Attention now is directed to the drawings and particularly to FIGS. 2A-2C, in which an example fading profile of a specific geographic region obtained according to an embodiment of the present invention is illustrated. Specifically, FIG. 2A illustrates an example contour map 200 of a specific geographic region or location, such as Hong Kong, which can be broken down into different points or locations of testing, for example, “A”, “B”, “C”. . . “N” (where “N” is an integer) using cellular communications standards such as GSM, W-CDMA, TD-SCDMA, CDMA2000, EDGE, HSDPA, HSUPA and WLAN standards. FIG. 2B illustrates an example transmission of a RF signal from a designated base station 210 (or multiple base stations) to a mobile measurement instrument 220 located at a designated point of testing within the specific geographic region, where actual fading conditions can be observed, collected, and down-converted from high frequency to baseband I/Q form for easy digital storage/recording in terms of signal strengths to obtain an actual fading profile 230. FIG. 2C illustrates an example actual fading profile 230 of a specific geographic region obtained at the mobile measurement instrument 220 by collecting drive testing data, i.e., an RF signal transmitted from the base station 210 over a designated time period, for example, several minutes, at time window,232, for example, t1, t2 and t3, at point “A” of the specific geographic region, such as Hong Kong, Taipei, or Washington DC.

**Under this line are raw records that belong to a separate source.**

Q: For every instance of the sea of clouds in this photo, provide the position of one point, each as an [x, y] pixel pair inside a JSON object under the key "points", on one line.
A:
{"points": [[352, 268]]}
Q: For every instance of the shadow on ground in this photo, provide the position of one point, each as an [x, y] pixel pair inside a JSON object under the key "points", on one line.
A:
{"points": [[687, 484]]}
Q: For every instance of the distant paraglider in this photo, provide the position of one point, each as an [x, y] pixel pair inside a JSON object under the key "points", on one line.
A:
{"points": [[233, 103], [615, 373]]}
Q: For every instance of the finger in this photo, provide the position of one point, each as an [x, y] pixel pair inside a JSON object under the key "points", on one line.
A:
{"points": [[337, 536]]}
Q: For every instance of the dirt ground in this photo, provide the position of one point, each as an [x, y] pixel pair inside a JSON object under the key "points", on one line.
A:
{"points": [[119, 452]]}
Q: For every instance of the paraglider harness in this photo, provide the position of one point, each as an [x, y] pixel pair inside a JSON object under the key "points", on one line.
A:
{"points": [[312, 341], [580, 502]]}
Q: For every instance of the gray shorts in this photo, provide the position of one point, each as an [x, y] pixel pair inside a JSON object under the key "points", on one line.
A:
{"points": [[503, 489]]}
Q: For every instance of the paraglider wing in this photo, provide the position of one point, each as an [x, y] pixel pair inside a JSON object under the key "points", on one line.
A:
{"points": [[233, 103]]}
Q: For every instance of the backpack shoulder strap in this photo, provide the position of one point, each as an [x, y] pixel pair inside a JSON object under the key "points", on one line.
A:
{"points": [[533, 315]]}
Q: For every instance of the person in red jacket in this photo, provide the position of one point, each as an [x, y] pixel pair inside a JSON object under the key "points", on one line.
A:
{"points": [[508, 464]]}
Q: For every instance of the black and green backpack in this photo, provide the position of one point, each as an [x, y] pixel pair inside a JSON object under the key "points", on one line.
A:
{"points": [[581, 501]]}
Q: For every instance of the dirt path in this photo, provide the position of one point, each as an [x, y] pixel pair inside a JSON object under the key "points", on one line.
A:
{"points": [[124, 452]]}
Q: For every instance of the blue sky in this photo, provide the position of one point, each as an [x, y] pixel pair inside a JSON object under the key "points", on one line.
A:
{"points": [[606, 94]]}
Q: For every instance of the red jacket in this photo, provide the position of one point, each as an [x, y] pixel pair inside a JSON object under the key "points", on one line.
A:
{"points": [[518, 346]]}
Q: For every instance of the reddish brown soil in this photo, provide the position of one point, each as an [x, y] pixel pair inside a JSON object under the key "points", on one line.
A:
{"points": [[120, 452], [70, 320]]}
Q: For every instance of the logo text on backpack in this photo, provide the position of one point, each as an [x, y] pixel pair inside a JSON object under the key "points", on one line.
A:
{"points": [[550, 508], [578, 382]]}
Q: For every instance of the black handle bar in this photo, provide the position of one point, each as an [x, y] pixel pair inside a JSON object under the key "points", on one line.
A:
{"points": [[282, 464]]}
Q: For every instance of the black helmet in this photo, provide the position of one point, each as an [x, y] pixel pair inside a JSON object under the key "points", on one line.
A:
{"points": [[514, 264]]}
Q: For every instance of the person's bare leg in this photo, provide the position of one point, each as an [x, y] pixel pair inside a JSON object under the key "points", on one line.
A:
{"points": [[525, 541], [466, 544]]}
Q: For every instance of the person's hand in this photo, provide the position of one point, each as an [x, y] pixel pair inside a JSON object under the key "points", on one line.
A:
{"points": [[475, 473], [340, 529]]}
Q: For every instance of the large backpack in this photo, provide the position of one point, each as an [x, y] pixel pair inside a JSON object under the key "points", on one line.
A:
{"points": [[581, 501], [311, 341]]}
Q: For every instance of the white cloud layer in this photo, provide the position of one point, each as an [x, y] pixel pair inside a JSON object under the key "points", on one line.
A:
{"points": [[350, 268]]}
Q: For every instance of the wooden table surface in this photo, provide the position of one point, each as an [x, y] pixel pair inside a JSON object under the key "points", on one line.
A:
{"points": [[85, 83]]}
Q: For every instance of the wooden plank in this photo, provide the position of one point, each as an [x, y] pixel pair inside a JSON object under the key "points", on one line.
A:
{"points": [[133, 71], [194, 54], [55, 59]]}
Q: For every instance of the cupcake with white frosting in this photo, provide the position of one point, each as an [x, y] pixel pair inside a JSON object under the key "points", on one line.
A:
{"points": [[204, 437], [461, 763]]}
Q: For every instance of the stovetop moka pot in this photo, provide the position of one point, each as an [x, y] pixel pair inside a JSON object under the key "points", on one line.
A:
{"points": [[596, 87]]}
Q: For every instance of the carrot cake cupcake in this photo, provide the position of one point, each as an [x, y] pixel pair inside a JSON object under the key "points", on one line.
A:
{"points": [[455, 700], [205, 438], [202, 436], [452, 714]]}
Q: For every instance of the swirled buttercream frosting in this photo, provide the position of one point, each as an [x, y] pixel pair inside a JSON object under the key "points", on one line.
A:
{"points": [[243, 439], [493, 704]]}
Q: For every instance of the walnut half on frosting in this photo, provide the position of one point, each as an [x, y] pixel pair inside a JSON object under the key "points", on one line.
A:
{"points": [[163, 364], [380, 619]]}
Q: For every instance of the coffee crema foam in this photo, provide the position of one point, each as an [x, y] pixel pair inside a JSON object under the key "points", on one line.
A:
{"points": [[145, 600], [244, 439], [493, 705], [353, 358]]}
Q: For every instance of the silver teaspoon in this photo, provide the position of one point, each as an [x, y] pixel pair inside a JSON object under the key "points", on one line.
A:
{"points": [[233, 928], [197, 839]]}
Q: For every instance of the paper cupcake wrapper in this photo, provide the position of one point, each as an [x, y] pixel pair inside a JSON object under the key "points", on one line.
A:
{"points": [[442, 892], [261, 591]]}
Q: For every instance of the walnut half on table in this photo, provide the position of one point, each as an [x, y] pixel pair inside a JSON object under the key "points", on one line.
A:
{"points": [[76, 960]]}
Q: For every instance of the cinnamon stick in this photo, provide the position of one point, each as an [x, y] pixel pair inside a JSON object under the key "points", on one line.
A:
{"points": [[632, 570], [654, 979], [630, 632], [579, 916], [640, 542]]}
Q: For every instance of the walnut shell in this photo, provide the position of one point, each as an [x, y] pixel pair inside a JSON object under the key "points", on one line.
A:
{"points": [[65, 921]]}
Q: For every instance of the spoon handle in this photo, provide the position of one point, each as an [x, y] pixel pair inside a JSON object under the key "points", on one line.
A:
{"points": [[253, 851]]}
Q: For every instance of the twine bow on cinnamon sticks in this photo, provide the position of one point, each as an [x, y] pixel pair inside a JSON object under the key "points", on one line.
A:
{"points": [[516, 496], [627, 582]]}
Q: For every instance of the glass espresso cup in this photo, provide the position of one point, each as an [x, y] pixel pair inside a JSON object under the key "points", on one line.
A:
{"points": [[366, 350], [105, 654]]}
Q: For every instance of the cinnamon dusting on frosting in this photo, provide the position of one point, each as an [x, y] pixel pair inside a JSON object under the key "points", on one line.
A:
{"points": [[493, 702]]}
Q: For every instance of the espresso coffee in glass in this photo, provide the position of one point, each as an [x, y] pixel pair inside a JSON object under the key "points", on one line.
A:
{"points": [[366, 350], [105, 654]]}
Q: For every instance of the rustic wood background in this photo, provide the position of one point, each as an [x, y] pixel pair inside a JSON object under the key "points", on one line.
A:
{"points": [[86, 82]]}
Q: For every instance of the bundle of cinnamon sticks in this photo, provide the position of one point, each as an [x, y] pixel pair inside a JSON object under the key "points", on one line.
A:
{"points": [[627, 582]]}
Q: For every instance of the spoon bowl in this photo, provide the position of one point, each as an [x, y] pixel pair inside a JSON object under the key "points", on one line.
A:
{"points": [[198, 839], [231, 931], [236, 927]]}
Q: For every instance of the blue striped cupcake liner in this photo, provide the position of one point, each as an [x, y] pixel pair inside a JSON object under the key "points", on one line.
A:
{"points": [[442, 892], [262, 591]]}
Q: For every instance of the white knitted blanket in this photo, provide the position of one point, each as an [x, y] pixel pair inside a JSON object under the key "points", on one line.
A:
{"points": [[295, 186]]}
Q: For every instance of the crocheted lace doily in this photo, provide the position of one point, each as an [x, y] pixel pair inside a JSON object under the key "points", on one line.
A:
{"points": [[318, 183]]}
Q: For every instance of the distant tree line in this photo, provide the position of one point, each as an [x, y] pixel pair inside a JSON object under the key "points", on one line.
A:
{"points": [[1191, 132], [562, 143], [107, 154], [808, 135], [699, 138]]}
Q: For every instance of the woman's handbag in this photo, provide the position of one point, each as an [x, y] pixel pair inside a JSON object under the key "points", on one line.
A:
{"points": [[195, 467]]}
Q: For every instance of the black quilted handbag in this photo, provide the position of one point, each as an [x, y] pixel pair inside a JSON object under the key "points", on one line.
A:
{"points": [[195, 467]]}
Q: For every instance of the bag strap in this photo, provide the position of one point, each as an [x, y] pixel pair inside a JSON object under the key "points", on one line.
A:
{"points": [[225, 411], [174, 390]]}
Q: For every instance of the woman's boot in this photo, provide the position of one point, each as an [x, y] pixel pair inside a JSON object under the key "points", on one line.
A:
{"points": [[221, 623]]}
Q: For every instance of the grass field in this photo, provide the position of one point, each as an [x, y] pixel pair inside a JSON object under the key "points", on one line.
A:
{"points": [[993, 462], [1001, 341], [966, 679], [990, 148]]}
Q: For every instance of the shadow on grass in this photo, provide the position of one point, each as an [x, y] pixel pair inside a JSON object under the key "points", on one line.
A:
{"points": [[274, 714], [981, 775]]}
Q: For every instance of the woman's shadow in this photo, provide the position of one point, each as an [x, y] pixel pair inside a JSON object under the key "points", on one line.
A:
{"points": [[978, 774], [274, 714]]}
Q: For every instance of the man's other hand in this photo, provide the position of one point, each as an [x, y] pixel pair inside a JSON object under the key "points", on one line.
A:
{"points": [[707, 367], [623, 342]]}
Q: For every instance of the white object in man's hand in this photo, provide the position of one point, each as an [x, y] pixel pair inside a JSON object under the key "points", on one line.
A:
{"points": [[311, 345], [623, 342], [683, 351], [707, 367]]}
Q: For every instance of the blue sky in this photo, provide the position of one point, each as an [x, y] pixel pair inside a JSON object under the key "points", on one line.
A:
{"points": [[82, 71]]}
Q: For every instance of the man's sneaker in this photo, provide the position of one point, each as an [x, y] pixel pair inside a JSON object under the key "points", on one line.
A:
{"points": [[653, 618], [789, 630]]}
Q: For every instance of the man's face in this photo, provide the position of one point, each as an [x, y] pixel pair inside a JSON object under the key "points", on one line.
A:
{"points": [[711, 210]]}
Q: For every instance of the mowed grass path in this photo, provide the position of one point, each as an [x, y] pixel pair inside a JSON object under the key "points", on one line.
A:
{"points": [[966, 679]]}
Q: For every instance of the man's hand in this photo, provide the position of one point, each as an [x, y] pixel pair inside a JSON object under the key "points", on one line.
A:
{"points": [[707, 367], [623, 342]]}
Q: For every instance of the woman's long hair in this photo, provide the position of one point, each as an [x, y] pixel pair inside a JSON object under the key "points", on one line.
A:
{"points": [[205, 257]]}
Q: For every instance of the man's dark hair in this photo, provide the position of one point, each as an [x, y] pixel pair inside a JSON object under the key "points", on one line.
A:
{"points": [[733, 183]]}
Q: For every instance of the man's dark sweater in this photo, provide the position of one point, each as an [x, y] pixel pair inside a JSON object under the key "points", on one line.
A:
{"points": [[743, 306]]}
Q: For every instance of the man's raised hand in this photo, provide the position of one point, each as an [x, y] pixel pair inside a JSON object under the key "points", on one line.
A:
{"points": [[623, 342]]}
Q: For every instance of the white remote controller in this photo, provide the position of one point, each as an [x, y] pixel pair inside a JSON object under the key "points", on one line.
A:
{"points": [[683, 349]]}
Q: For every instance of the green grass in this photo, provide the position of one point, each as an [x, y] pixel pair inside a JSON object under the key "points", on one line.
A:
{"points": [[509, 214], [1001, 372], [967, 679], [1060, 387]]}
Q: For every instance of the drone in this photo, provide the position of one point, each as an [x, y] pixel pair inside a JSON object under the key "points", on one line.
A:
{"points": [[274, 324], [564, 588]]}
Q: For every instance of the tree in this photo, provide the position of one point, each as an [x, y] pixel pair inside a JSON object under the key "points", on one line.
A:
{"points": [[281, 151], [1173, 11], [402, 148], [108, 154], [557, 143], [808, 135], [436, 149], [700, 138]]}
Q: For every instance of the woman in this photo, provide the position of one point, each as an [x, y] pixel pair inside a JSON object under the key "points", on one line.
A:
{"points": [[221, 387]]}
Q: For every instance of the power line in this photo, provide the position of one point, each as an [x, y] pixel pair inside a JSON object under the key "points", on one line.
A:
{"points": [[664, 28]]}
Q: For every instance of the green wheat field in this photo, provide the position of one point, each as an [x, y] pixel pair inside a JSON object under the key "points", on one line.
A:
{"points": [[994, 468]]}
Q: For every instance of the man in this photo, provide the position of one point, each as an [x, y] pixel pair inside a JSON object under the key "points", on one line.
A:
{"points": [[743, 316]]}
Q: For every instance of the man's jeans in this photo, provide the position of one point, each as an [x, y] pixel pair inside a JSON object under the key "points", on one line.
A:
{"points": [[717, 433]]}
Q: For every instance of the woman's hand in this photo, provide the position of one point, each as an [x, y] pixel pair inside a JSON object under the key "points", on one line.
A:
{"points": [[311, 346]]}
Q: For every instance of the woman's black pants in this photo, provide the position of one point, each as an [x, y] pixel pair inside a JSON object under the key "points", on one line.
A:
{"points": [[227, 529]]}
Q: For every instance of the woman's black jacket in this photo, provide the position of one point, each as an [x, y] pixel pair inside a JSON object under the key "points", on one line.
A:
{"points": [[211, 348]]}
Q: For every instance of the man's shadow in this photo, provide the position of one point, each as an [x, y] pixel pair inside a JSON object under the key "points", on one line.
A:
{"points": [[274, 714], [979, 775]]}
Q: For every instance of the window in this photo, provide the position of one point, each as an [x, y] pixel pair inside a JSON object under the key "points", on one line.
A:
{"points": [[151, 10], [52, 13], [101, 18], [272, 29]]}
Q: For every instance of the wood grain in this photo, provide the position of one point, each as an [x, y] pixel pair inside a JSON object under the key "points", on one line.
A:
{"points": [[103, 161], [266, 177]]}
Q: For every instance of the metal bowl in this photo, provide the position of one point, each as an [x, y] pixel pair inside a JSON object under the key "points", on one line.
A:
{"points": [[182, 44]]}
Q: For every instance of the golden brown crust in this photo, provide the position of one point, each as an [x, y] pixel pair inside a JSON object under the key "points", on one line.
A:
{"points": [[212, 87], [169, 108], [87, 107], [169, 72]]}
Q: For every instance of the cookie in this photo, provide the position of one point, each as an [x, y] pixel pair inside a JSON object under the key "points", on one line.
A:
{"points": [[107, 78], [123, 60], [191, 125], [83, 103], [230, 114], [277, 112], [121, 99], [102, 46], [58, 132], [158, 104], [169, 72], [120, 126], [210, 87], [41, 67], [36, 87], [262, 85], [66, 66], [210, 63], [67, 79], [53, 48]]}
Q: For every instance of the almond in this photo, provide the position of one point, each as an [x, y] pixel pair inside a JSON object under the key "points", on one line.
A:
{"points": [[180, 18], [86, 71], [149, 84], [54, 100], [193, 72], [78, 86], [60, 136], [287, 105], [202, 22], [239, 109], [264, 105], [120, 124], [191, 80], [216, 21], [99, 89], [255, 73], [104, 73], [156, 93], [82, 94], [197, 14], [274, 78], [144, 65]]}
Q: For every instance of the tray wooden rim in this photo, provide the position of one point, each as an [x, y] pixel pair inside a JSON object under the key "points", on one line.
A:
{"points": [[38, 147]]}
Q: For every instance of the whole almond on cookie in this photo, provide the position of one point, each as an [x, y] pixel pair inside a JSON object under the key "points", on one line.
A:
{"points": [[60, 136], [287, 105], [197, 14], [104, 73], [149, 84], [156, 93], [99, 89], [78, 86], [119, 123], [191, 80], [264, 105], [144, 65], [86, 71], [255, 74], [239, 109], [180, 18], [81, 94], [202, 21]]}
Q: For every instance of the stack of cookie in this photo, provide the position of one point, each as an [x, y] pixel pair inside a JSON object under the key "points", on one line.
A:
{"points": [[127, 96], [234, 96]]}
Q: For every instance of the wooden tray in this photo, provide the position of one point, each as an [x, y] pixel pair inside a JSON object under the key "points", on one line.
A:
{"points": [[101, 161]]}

According to an example embodiment of the present invention, the mobile measurement instrument 220, as shown in FIG. 2B, can be a hand-held equipment such as AGILENT E7495 Base Station Tester, or alternatively, a wideband vector spectrum analyzer 220 which can be carried by a technician standing at point “A” of a specific geographic region, such as Hong Kong, and/or moving from point “A” to point “B” to receive an RF signal transmitted from the base station 210 over a designated time period. Such a vector spectrum analyzer 220 can capture and digitize the RF signal transmitted from the base station 210. The captured RF signal from one or more locations in a specific geographic region can then undergo frequency down-conversion (i.e., digital demodulation) into baseband I/Q digital data, which can be measured in terms of magnitude and phase in both the frequency and time domains to represent an actual fading profile 230, and then recorded in an internal memory device or a computer readable medium attachable to the vector spectrum analyzer 220. Such a computer readable medium may correspond to non-volatile memory including, but not limited to: a semiconductor memory device such as erasable programmable read-only-memory (EPROM, EEPROM, flash memory and memory stick); a magnetic disk (fixed, floppy, and removable); other magnetic medium such as diskette and tape; and an optical medium such as CD-ROM, CD-R, CD-R/W or digital video disc, DVD-R/W, HD-DVD, Blu-ray and other advanced optical disks. It should be noted that the larger the volume of digital data collected during the drive-test data collection stage, the larger the capacity the computer readable medium would be required.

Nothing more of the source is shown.